The world’s biggest snitch is a plastic cake container.
1. Waking up in a panic to those ’90s album compilation commercials when you’re fast asleep.
2. Opening one of these stupid plastic containers and having the entire county know that you’re goin’ in for your third piece of cake.
3. Dropping a shampoo bottle while you’re showering and having someone knock on the door asking if you’re still alive.
4. The microwave beeping at 2 a.m. in a house full of people sleeping all ’cause you wanted a Hot Pocket.
5. And forgetting to avoid that one creaky floorboard while you crept your way to the kitchen.
6. A dad sneezing like he’s exorcising a demon within him.
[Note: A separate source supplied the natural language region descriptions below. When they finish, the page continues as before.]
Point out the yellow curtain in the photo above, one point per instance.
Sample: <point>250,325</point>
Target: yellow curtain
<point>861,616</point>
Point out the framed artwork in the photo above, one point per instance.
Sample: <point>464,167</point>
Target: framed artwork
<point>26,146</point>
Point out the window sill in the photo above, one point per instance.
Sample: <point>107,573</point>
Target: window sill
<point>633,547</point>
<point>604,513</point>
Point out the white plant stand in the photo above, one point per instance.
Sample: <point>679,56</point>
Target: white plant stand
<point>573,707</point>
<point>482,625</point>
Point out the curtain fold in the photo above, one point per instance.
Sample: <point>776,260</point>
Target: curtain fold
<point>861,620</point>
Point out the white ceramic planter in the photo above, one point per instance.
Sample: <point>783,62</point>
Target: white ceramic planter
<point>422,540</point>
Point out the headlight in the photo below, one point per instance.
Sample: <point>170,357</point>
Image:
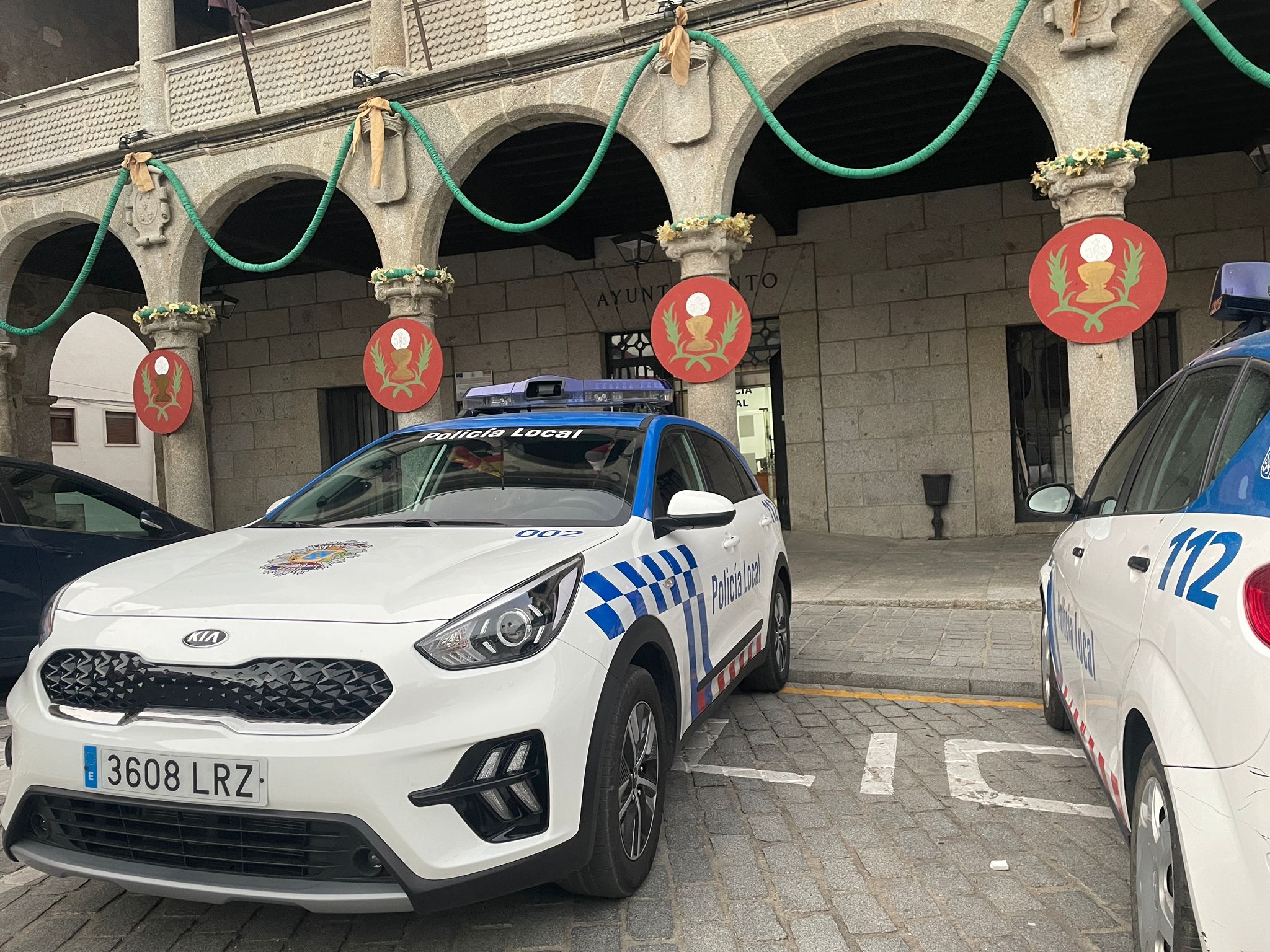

7. And a dad pacing around the house while talking (aka basically shouting) on the phone. Bonus points if he’s got the phone on speaker.
8. Getting your eardrums blown out by the THX sound effect.
9. Eating some chips while you try and understand what anyone on the TV is saying.
10. Opening a can of soda in the middle of a quiet room and having everyone stare you down like you just killed someone.
11. Hell, opening any type of food as discreetly as possible always means you’re gonna make too much damn noise. I’m lookin’ at you, SunChips.
12. Accidentally flicking a door stopper and continually hearing its aftershocks 10 minutes later.
13. Getting a pot or pan out of the cupboard that’s filled with other pots and pans and making it sound like you’re putting on your own production of Stomp.
14. An AirPod alerting you in the most aggressive and traumatizing way that its about to die.
15. Flushing the toilet in the dead of night, ESPECIALLY at a house that isn’t your own.
16. Your rumbling stomach ONLY when you’re in a silent, crowded room.
17. And finally, loud microphone feedback followed by a person awkwardly saying, “Sorry about that,” before they make the mic do it again.